Oleh: Imtinana Nafilah
“Opo ora eman duite? Gawe tuku banyu setan. Opo ora mikir yen mendem iku biso ngrusak pikiran?”.
Teringat tembang “Oplosan” milik Wiwik Sagita jika merunut lagi peristiwa beberapa waktu lalu. Prahara miras di tengah masyarakat memang sudah terjadi sejak lama. Industri alkohol di Indonesia pun langgeng hingga saat ini. Wow!
Kabar barunya, akan ditandatangani Perpres terkait Bidang Usaha Penanaman Modal. Namun, setelah sempat tuai pro-kontra akhirnya lampiran Perpres No. 10 tahun 2021 ini resmi dicabut. Ya, Perpres ini mengatur pembukaan investasi baru industri miras alias minuman beralkohol.
Eits, tapi jangan senang dulu. Pak presiden memang menyatakan secara lisan pencabutan perpres itu, tapi bagaimana dengan peraturan terkait minol yang lain? Produksi minuman beralkohol terus berlanjut, entah industri besar ataupun rumahan dan hanya investasi industri baru saja yang dilarang. Peredaran miras di tengah masyarakatpun terus berjalan, baik di kaki lima ataupun eceran.

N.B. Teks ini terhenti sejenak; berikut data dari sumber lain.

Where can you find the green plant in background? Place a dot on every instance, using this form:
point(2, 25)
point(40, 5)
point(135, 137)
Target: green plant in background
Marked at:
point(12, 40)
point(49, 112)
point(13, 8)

Penenggak minuman keras sejujurnya bukan lagi sembunyi-sembunyi. Kafe, bar, tongkrongan, bahkan warung pinggir jalan setia jadi tempat transakasi. Tak dipungkiri, minol sudah ada di sekitar masyarakat sejak lama. Tak pernah surut pembeli dan masih dipelihara di sudut-sudut kota maupun desa. Padahal sudah sejak lama pula miras jadi biang kerok laku kriminal dan kerusuhan warga. Entah peminumnya teler dan bikin keributan, atau grebek masyarakat sekitar yang sudah kesal karena terganggu ulah para pemabuk.
Hem.. hem.. hem.. bukan satu dua kasus yang terjadi. Terakhir ramai diperbincangkan kasus aparat TNI yang ditembak seorang oknum polisi yang sedang mabuk berat di salah satu kafe Cengkareng, Jakarta Barat, Kamis Februari lalu (suarajakarta.id). Masih dengan kasus serupa, bocah 8 tahun ditembak orang mabuk tak dikenal di Makassar pada Kamis, 4 Maret lalu (tribunnews.com).
Ini semua jelas bukti nyata bahwa miras merupakah sebuah malapetaka bagi kehidupan manusia. Bukan hanya si peminum, tapi juga bagi lingkungan dan masyarakat sekitarnya. Jikalau dibandingkan dengan manfaat berupa kenaikan ekonomi atau pemasukan bagi devisa negara, tentu kerusakan material dan non-material yang ditanggung masyarakat lebih banyak jadi rupa kerugian yang tak ternilai jumlahnya.
Bila ditelaah dengan hati nurani dan fikiran yang jernih, terlalu menyakitkan bagi sisi humanis untuk mempertahankan legalitas miras, dengan alasan apapun. Karena lokalisasi ataupun regulasi miras dengan alasan ketertibanpun tak menurunkan keniscayaan bahaya minuman setan ini. Apalagi bila melihat dari kacamata seorang muslim. Sudah lampau Islam memperingatkan madharat dan haramnya khamr (miras). Bahkan Rasulullah SAW menyebut khamr sebagai ummul khaba’its (induk kejahatan).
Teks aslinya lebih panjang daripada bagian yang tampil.